Segaris senyum tersungging di bibir Remi. Dia setuju dengan ide ini. Akhirnya dia menemukan pencerahan. Sesuatu yang dia tahu akan sulit dia dapatkan jika dia berbicara dengan 'teman-teman' dari lingkaran elitis. Agak sulit bagi Remi untuk merasa paham dengan jalan pikir mereka, meski para elitis itu memang tak semuanya buruk.
Remi sedari awal sudah terpikir untuk berbicara dengan ibunya. Namun dia agak takut mendengar jawaban ibunya; takut kalau ini terkesan seperti masalah picisan remeh yang tak seharusnya dia tanyakan ke orangtua, melainkan harusnya dia selesaikan sendiri. Dan terkadang untuk merealisasi ide, dia hanya butuh dorongan. Dan kini setelah teman-temannya suportif, dia baru yakin akan mendatangi ibunya untuk berbicara. Bisa jadi ibunya berpikir masalah asmara ini tidak sepicisan yang Remi pikir.

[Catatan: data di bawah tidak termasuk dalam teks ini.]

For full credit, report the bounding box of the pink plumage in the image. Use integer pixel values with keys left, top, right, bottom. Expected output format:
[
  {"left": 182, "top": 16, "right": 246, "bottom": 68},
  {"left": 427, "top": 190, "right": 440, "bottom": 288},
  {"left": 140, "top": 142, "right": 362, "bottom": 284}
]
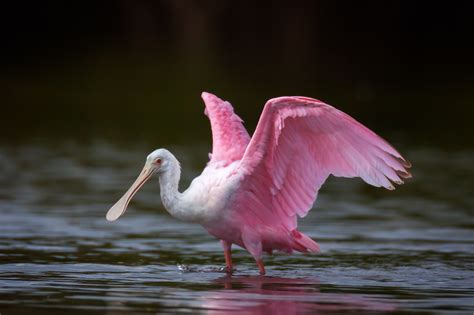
[{"left": 107, "top": 92, "right": 411, "bottom": 274}]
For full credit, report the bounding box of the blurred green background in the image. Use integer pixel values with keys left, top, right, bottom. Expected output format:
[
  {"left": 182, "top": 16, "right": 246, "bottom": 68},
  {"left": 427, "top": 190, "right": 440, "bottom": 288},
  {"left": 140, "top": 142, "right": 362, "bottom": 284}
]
[{"left": 0, "top": 0, "right": 474, "bottom": 147}]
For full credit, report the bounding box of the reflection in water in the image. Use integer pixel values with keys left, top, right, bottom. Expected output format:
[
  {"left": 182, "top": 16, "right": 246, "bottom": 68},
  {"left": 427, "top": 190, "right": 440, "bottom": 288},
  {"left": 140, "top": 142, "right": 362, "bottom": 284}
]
[
  {"left": 202, "top": 276, "right": 395, "bottom": 314},
  {"left": 0, "top": 141, "right": 474, "bottom": 315}
]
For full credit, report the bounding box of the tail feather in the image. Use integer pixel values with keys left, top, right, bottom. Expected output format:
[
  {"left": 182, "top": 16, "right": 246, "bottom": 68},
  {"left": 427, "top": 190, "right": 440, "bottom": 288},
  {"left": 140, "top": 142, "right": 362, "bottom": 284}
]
[{"left": 291, "top": 230, "right": 319, "bottom": 253}]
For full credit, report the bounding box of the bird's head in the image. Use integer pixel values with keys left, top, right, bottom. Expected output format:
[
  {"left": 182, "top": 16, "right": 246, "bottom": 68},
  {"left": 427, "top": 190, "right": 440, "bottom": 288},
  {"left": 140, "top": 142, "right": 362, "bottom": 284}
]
[{"left": 106, "top": 149, "right": 176, "bottom": 221}]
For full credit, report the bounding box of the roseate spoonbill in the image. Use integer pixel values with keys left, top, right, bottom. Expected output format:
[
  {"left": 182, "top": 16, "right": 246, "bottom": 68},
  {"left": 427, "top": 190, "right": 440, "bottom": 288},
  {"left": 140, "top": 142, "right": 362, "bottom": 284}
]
[{"left": 107, "top": 92, "right": 411, "bottom": 274}]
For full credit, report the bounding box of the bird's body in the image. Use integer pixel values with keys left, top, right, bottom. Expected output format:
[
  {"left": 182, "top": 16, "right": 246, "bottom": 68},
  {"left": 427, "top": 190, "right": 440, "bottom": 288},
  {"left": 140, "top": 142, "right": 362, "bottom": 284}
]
[{"left": 107, "top": 93, "right": 411, "bottom": 273}]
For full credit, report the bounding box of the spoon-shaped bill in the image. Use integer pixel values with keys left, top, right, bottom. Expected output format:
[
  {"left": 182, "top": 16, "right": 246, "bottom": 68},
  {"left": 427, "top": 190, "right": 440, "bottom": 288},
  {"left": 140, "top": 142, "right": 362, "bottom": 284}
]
[{"left": 106, "top": 163, "right": 154, "bottom": 221}]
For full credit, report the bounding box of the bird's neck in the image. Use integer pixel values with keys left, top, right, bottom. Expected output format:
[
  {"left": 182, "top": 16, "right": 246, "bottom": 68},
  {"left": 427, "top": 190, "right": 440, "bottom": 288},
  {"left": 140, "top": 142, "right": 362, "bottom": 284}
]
[{"left": 159, "top": 160, "right": 181, "bottom": 214}]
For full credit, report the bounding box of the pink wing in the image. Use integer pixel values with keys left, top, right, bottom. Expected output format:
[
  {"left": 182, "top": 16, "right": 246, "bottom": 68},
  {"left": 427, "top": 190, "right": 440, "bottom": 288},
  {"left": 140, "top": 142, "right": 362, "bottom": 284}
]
[
  {"left": 201, "top": 92, "right": 250, "bottom": 166},
  {"left": 233, "top": 97, "right": 411, "bottom": 231}
]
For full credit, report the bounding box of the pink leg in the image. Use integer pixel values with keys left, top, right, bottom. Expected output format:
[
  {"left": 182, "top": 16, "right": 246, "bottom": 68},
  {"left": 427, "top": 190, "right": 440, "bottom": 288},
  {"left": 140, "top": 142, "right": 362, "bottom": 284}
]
[
  {"left": 256, "top": 259, "right": 265, "bottom": 276},
  {"left": 221, "top": 240, "right": 233, "bottom": 273}
]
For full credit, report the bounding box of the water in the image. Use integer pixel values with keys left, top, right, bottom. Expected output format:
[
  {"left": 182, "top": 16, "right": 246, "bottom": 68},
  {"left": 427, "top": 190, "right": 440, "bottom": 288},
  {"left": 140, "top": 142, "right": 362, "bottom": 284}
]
[{"left": 0, "top": 141, "right": 474, "bottom": 315}]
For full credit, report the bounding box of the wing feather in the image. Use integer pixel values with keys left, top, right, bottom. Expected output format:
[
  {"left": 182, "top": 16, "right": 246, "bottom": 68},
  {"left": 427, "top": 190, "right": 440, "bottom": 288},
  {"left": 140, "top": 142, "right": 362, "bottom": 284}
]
[
  {"left": 201, "top": 92, "right": 250, "bottom": 166},
  {"left": 233, "top": 97, "right": 411, "bottom": 231}
]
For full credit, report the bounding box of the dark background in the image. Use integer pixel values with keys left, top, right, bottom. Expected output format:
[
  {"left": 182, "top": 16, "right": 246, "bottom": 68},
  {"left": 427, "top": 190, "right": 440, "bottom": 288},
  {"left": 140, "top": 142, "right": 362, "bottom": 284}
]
[{"left": 0, "top": 0, "right": 474, "bottom": 147}]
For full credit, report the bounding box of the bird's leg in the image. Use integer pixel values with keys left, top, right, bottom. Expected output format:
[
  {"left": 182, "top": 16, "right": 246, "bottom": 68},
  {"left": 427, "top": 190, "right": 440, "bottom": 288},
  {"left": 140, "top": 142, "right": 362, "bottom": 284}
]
[
  {"left": 256, "top": 259, "right": 265, "bottom": 276},
  {"left": 221, "top": 240, "right": 233, "bottom": 273}
]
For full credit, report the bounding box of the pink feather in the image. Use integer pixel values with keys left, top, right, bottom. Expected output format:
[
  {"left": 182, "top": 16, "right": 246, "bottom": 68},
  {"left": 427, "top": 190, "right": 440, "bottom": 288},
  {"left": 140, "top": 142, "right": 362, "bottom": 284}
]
[{"left": 203, "top": 93, "right": 410, "bottom": 259}]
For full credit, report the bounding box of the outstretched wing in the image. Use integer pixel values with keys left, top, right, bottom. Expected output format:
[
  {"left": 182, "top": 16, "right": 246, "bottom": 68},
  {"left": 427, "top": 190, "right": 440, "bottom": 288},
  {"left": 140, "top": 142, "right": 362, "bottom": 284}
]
[
  {"left": 233, "top": 97, "right": 411, "bottom": 231},
  {"left": 201, "top": 92, "right": 250, "bottom": 166}
]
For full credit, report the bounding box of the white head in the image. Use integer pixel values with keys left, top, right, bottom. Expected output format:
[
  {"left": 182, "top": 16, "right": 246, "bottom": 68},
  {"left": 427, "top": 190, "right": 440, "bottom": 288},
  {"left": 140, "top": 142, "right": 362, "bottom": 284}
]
[{"left": 106, "top": 149, "right": 178, "bottom": 221}]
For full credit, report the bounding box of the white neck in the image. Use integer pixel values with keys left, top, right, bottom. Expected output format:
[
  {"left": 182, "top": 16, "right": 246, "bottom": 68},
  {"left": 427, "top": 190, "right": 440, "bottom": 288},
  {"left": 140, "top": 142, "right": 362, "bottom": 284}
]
[{"left": 159, "top": 159, "right": 181, "bottom": 215}]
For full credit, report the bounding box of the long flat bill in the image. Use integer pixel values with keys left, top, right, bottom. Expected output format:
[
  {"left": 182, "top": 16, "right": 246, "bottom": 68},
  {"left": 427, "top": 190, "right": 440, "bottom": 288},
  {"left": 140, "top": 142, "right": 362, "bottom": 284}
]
[{"left": 105, "top": 163, "right": 153, "bottom": 221}]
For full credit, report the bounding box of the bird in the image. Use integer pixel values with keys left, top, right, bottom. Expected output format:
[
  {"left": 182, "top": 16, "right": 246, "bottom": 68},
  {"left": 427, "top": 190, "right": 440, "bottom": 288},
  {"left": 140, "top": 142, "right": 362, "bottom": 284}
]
[{"left": 106, "top": 92, "right": 411, "bottom": 275}]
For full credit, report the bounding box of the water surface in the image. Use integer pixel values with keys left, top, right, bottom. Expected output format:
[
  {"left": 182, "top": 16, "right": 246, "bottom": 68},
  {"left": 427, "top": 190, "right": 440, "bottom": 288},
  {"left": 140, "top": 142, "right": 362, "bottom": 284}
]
[{"left": 0, "top": 140, "right": 474, "bottom": 315}]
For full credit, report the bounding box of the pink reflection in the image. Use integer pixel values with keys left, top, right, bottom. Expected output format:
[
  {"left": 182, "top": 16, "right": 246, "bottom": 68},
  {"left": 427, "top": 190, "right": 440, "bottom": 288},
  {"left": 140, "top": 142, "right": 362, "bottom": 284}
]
[{"left": 202, "top": 276, "right": 395, "bottom": 314}]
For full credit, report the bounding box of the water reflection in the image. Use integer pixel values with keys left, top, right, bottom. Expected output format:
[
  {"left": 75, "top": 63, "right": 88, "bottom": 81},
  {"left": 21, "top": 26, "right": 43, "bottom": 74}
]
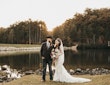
[
  {"left": 65, "top": 50, "right": 110, "bottom": 69},
  {"left": 0, "top": 52, "right": 40, "bottom": 70},
  {"left": 0, "top": 50, "right": 110, "bottom": 70}
]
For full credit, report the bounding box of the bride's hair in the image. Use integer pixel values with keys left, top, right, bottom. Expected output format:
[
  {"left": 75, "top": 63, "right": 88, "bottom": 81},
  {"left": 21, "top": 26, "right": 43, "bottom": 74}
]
[{"left": 56, "top": 38, "right": 61, "bottom": 49}]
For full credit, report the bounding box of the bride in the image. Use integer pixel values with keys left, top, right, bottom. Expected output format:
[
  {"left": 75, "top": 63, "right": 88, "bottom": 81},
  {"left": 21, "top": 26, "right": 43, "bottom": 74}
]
[{"left": 52, "top": 38, "right": 91, "bottom": 83}]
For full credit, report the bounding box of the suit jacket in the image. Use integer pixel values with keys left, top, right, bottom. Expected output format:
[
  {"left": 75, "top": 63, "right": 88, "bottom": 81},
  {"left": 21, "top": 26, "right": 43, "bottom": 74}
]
[{"left": 40, "top": 42, "right": 54, "bottom": 60}]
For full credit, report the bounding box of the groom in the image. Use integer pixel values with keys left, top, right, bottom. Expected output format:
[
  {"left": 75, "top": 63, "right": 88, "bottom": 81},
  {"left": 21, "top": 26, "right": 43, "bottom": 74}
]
[{"left": 41, "top": 36, "right": 53, "bottom": 82}]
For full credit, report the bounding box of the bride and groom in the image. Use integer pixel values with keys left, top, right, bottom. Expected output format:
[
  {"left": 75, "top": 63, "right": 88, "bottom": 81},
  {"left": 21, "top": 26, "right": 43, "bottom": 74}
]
[{"left": 41, "top": 36, "right": 91, "bottom": 83}]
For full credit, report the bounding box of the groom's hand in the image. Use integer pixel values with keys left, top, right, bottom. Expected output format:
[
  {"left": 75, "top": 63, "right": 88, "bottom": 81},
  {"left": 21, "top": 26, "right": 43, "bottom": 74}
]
[{"left": 42, "top": 56, "right": 45, "bottom": 59}]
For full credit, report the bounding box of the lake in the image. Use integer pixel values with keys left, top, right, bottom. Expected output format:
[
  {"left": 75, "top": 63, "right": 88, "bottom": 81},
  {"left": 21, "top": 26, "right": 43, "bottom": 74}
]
[{"left": 0, "top": 50, "right": 110, "bottom": 71}]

Dan jika memang ibunya merestui, Remi akan memberi kesempatan bagi dirinya sendiri. Kesempatan untuk kembali mencoba mengetuk pintu yang telah tertutup.
[ ].
A/N
Rosalie itu janda beranak dua (Calvin dan Kael), nikah sama Umbhara yang duda beranak satu (Rian). Dari pernikahan itu, lahirlah Shasha. Paham kan yak. Biar nggak pusing sama chapter selanjutnya walau emang masih banyak rahasia.